February 8, 2013, 7:42 p.m. ET
Go Directly to Success: Monopoly's Lessons
In real life, as in the game: Stay diversified, acquire railroads and don't fall for pricey prestige properties
There must be something special about a near-octogenarian board game that still makes headlines. This week's big Monopoly news: Facebook fans voted to replace the playing piece shaped like an old-fashioned iron with one in the form of a cat.
As a longtime judge of Monopoly championships, I've figured out a prime reason for the game's staying power. For most of us, it provides one of life's first opportunities to handle money and practice the art of negotiation. Monopoly puts you through a financial wringer without real-world loss.
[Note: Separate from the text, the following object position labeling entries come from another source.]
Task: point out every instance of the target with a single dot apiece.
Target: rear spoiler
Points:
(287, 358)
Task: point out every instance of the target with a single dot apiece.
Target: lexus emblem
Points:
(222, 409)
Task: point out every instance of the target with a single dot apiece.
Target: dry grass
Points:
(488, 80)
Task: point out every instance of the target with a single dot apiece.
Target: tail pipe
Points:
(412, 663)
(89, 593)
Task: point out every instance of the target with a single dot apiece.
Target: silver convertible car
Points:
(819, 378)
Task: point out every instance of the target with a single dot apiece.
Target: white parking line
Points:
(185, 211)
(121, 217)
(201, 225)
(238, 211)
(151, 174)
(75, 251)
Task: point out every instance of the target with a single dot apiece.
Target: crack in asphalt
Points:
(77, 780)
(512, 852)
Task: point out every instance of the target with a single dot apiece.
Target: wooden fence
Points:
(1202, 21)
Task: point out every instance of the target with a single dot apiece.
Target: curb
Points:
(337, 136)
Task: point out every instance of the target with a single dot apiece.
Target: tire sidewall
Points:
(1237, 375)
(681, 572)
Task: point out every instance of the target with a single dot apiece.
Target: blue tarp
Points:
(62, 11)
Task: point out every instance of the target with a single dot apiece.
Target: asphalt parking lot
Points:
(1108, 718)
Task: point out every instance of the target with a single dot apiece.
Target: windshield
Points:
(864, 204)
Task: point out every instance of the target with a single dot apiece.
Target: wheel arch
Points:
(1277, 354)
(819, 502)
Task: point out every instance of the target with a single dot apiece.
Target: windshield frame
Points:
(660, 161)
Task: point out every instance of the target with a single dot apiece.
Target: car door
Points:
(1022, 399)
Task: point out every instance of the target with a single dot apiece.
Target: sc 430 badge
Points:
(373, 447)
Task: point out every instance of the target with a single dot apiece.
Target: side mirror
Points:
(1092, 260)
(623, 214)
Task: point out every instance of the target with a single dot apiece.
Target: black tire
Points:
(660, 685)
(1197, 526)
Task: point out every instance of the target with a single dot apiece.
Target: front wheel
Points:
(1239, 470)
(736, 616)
Once you get the hang of how to win it, you can apply the game's "secrets of success" to real life—sometimes quite literally, always in principle.
Here are five of the most important:
1. Diversification : Monopoly makes a time-honored point about the importance of spreading your investments across several classes of property and not slavishly following the "smart money." The game's best investments are the orange properties (not the dark-blue ones, Park Place and Boardwalk, about which more in a moment). But the long-term value of the oranges isn't always clear: Entire games can be played in which they don't pay off, or at least not in time to stave off bankruptcy. To assure success, you need to have not only a powerful color group but also two or three railroads to generate income and a few key properties to block the formation of game-busting groups against you. This blend reduces risk and improves the odds of winning.
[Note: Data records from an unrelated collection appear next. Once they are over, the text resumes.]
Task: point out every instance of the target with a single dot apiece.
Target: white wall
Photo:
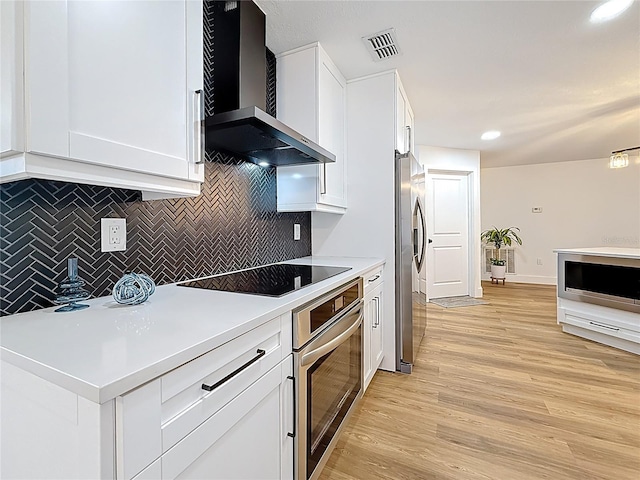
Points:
(438, 160)
(584, 204)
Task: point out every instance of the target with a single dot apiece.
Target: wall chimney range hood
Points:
(240, 125)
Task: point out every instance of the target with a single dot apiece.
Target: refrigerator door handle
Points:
(419, 243)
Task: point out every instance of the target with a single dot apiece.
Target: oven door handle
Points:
(310, 357)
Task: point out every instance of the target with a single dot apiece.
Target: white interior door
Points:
(448, 228)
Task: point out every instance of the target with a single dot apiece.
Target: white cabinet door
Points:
(11, 84)
(377, 329)
(331, 132)
(410, 126)
(373, 332)
(369, 319)
(312, 100)
(114, 84)
(247, 439)
(404, 121)
(401, 132)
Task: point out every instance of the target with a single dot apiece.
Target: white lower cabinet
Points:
(226, 414)
(373, 324)
(246, 439)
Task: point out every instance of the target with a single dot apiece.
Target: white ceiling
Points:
(558, 87)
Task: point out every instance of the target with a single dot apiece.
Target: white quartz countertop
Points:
(108, 349)
(620, 252)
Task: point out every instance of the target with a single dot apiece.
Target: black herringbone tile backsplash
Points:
(233, 224)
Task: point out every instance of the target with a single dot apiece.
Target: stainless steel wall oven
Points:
(327, 341)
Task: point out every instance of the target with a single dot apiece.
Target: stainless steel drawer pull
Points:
(209, 388)
(199, 126)
(604, 326)
(295, 415)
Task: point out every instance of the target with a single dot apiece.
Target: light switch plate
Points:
(113, 234)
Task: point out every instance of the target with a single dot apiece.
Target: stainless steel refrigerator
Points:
(411, 309)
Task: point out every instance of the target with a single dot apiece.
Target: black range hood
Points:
(240, 125)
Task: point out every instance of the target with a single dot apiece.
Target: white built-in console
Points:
(599, 295)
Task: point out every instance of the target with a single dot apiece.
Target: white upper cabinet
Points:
(12, 87)
(404, 121)
(113, 94)
(311, 98)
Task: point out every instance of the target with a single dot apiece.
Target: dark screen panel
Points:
(614, 280)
2. Cash Management: The game drills home this lesson: You can't win if you sit on cash, just as you can't hope to rapidly grow real-world assets if you settle for the rates of return that the banks offer. You need to take on risk. In the game, that means converting cash to deeds and buildings while retaining just enough of those colorful bills to pay for bad luck (penalties, taxes, small rents).
3. Return on Investment: Every property in Monopoly has a different likelihood of earning a return (based on how frequently players land on it, its initial cost and cost of development, and its return per level of development). The green properties, for example, are awful; the oranges and reds are superior.
The railroads, because there are four of them, are the most visited set in the game, but they can't be developed, so they aren't enough alone for a win. They can provide you with cash, however, and that's what you need to develop a killer color group—just as high-earning investments like utility funds can give you money to augment your growth-oriented holdings.
One crucial point: There's a huge difference in rent between the two- and three-house level on any property. This is the game's investment "sweet spot"—something I look for in life as well.
4. Complacency: Beware of it. In the 2009 world championship, a young Norwegian player paved the way to victory at precisely the moment when defeat stared him in the face. His opponents had concluded a three-way trade that provided each with a powerful color group. While each contemplated how many houses to buy, Norway offered his lone red property to Russia in return for the third light blue.
The trade looked lopsided; Russia already had the greens and eagerly accepted. Complacent, he hadn't noticed Norway's pile of cash—or the fact that all the shiny metal tokens were approaching the light blues. Norway rapidly developed them, and all the other players landed on his group. Paying the rents denied his rivals the chance to invest in their own pricey properties. In a few rounds, all were vanquished.
Just as once-spurned asset classes can suddenly enter the limelight in real life, so too can every group of Monopoly properties. Norway was able to use the lowly light blues to win the 2009 title, and I saw the so-so purples prevail in 2004.
Even Park Place and Boardwalk have won, in the 1979 U.S. championship—but that's a rarity. There are only two of them, and they cost a lot to develop. The three-property orange group, by contrast, gets landed on more than any other color group (because players who go to jail must pass through or over them upon exiting), and it can be developed at a reasonable price.
5. Negotiations: Knowledge of the game's financial numbers is only half the story in Monopoly success; being a master of negotiations is the other part.
In the 2009 championship, the youthful player from Norway had one other advantage besides the inventiveness to turn his chances around. Respectful, pleasant and artfully assertive, he was the kind of player the others didn't mind losing to.
In real life, I've seen more people succeed with this sort of conduct than with noisy aggressiveness. Competence in human relations affects your career, your personal life, your options and thus your net worth—yet another great lesson taught by Monopoly.—Mr. Orbanes's latest book is "Monopoly, Money, and You." He is the chief judge at the U.S. and World Monopoly championships.
A version of this article appeared February 9, 2013, on page C3 in the U.S. edition of The Wall Street Journal, with the headline: Go Directly to Success: Monopoly's Lessons.